The worst thing about this shellacking is that now we'll be bombarded with stories about how Schilling's ankle was bothering him, and how this game would've been so different if he was 100%.

Here's what I saw. Schilling threw crappy pitches, and the Yankees hit the crappy pitches hard. I blinked and it was 6-0. Did Schilling's ankle hurt? I don't know and it doesn't matter. When I looked at the box score today there was no asterisk by Schilling's pitching line that said, "*Schilling stunk last night because of a balky ankle."

The good news is that the Red Sox were able to mount a comeback after being down 8-0 against a pitcher who looked like Mike Mussina, but threw like, well, Mike Mussina. The bad news of course, is that the Red Sox can have three more comebacks just like this one and we'll all be dusting off our "wait til next year" speech.

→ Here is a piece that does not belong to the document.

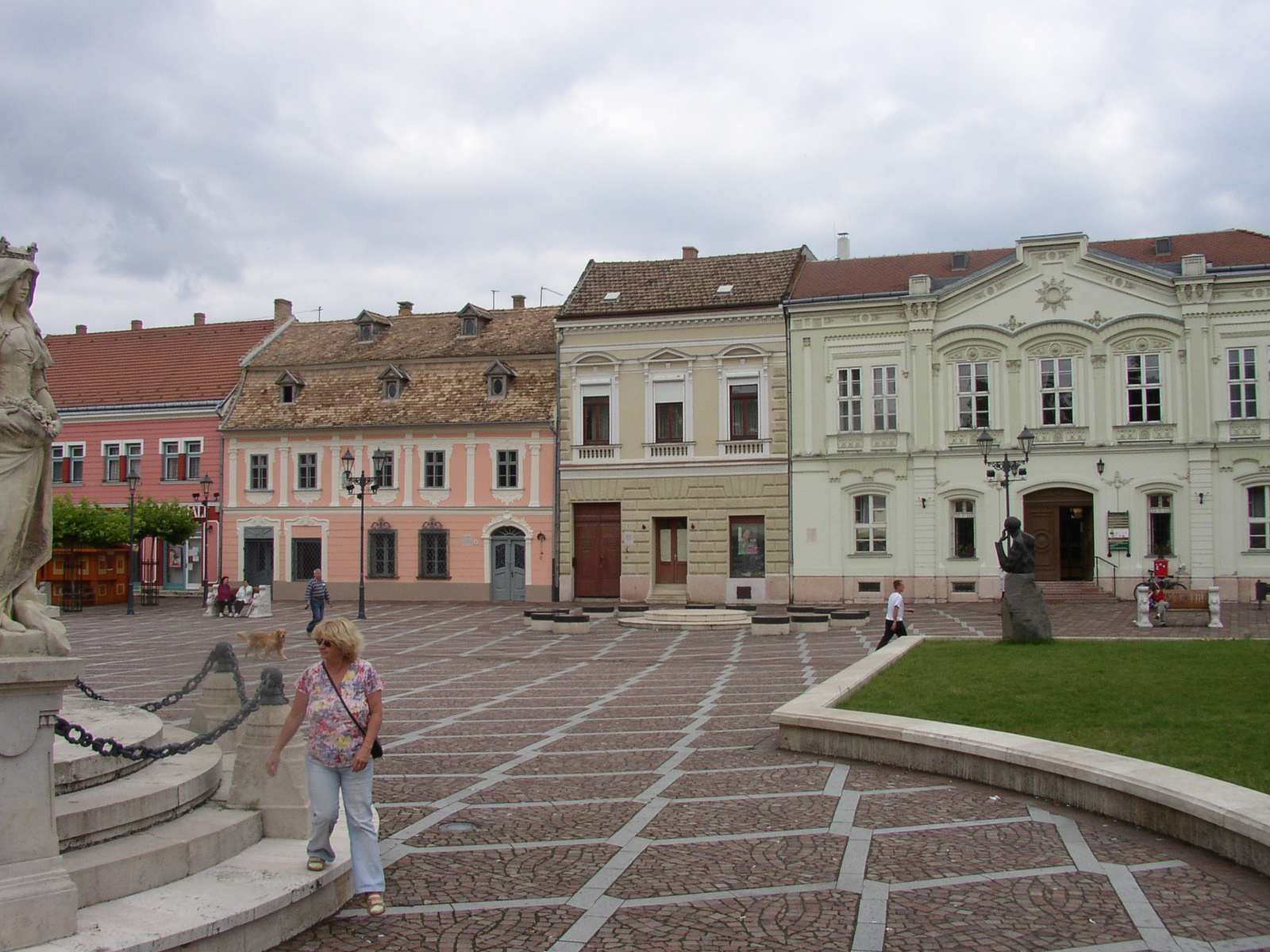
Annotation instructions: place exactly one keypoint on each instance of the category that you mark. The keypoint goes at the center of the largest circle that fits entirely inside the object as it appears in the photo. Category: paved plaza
(624, 791)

But hey, it's only one game and we've got "Who's my Daddy?" on the mound tonight. Here are a couple of random observations and goofy quotes from last night's game:

...I know I'm not original in writing this, but seriously, are Jeter and A-Rod dating? Have you ever seen one of them come out of the dugout without the other? It's like every time someone gets a hit or scores a run, these two have to share a private moment in celebration. Actually, as I think about it, dating implies an equal partnership in the relationship. It's more like Jeter is a proud puppy owner and A-Rod is the puppy. It's never the case that Jeter is traipsing around after A-Rod, but every time Jeter does his patented "hop on the first step of the dugout and give that dopey fist pump," he can't turn around without bumping into A-Rod -- who then proceeds to give him a high-ten (you know, a high-five with both hands that went out of style about the same time that Sanford & Son was going off the air -- and A-Rod's version isn't done with his hands above his head; instead, it's more like the patty-cake version).

...Does anyone else get the sneaking suspicion that Millar just escaped from a maximum security prison with that Wolfman Jack look he's sporting?

Stupid McCarver quotes:
"Jeter has two of the calmest eyes under pressure of any athlete I've seen."

Huh? If I didn't hear it with my own ears, I would've wagered that A-Rod probably muttered it while coming out of the dugout to high-five ten Jeter after a walk or something.

"We do not know yet if Mariano Rivera is emotionally capable of entering the game yet. One would assume that he is...since he's here."

McCarver said this in the third inning, a few minutes after Rivera walked into the building. I think it's awful what happened to Rivera's family and I give the guy a lot of credit for showing up for work. But don't you think that if he actually made the effort to come to the ballpark, that he's probably available to pitch? Well, we saw how that turned out.

Is it bad when Tim McCarver is routinely the worst announcer in the booth during the post season? Last year Bret Boone looked like Vin Scully next to McCarver and last night I was praying for Al Leiter to say something -- anything -- just to ensure that McCarver would have fewer opportunities to say something really dopey. Welcome to the playoffs on Fox.